Nous sommes frappés par l’homogénéité du style et des couleurs des maisons. Elles sont toutes blanches, à deux étages et toitures de tuile, dotées souvent d’un balcon sculpté de bois vert en façade et de bougainvillées envahissant les murs.

Bivouac à Villa de Leyva

Dimanche 24 Décembre – Température 20°6 – Départ 9H30 – Beau soleil

Il nous faut trouver une connexion wifi pour faire quelques visions avec la famille, nous arrivons enfin à en trouver une, et pouvons appeler à Saint Laurent Bretagne où est réunie la famille de Mimi, ce dimanche midi.

Nous passons par Sofia, avant d’aller visiter le musée « El Fossil » où nous découvrons un kronosaure préhistorique, sorte de reptile marin, long de 15 m et très bien conservé. Son squelette ressemble à celui d’une baleine. Une importante collection de fossiles d’animaux préhistoriques, d’ammonites, de pierres, et un squelette presque complet d’ichtyosaure. En effet, il y a des dizaines de milliers d’années, toute cette région fut recouverte par la mer, l’endroit est célèbre pour ces fossiles.

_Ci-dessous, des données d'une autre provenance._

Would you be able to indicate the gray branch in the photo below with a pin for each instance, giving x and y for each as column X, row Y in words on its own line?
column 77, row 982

D’ailleurs, sur la route, des panneaux de signalisations nous indiquent des risques de traversées de ces animaux…Heureusement pour nous, nous n’en avons croisé aucun !!!

Puis ce sera la visite du site « Infiernito », une découverte archéologique de rangées de pierres rectangulaires alignées pour former une sorte d’horloge, dont se servaient les Muisca afin de déterminer les saisons de l’année. En mesurant l’ombre des pierres sur le sol, ils étaient capables d’établir un calendrier des récoltes pour l’année à venir. On suppose que ce site fut un haut lieu de rituels indiens.  Hélas, nous ne pouvons pas le visiter, il est fermé.

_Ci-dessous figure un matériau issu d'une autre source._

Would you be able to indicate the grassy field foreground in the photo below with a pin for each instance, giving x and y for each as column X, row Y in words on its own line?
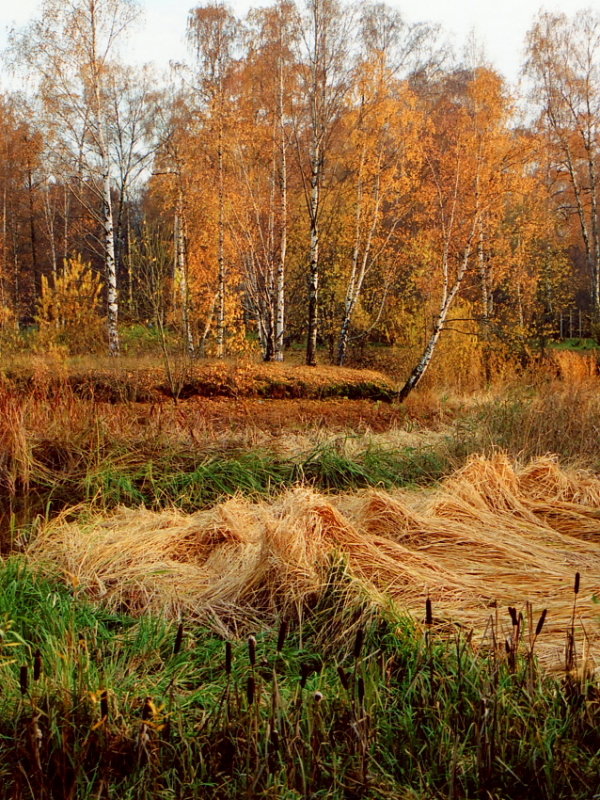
column 283, row 598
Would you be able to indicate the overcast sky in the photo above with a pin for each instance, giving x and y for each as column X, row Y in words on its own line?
column 499, row 25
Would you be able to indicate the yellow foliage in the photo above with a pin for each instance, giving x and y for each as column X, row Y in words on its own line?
column 69, row 315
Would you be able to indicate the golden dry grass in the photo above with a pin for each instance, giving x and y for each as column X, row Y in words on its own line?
column 490, row 533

De retour, à Villa de Leyva, nous sommes à la recherche de la boulangerie française, pour acheter la bûche de Noël. Après quelques kilomètres, nous la trouvons, et à notre grande joie, nous repartons avec notre dessert de Noël.

Avant de rentrer, nous passons chez Andrés, pour prendre un verre, restaurateur rencontré dans la journée.

Bivouac avec petit repas de Noël, au menu :

Pointes d’asperges et sa chantilly salée

Entrecôte

Camembert

Buche de Noël

Le tout arrosé d’un Malbec Argentin.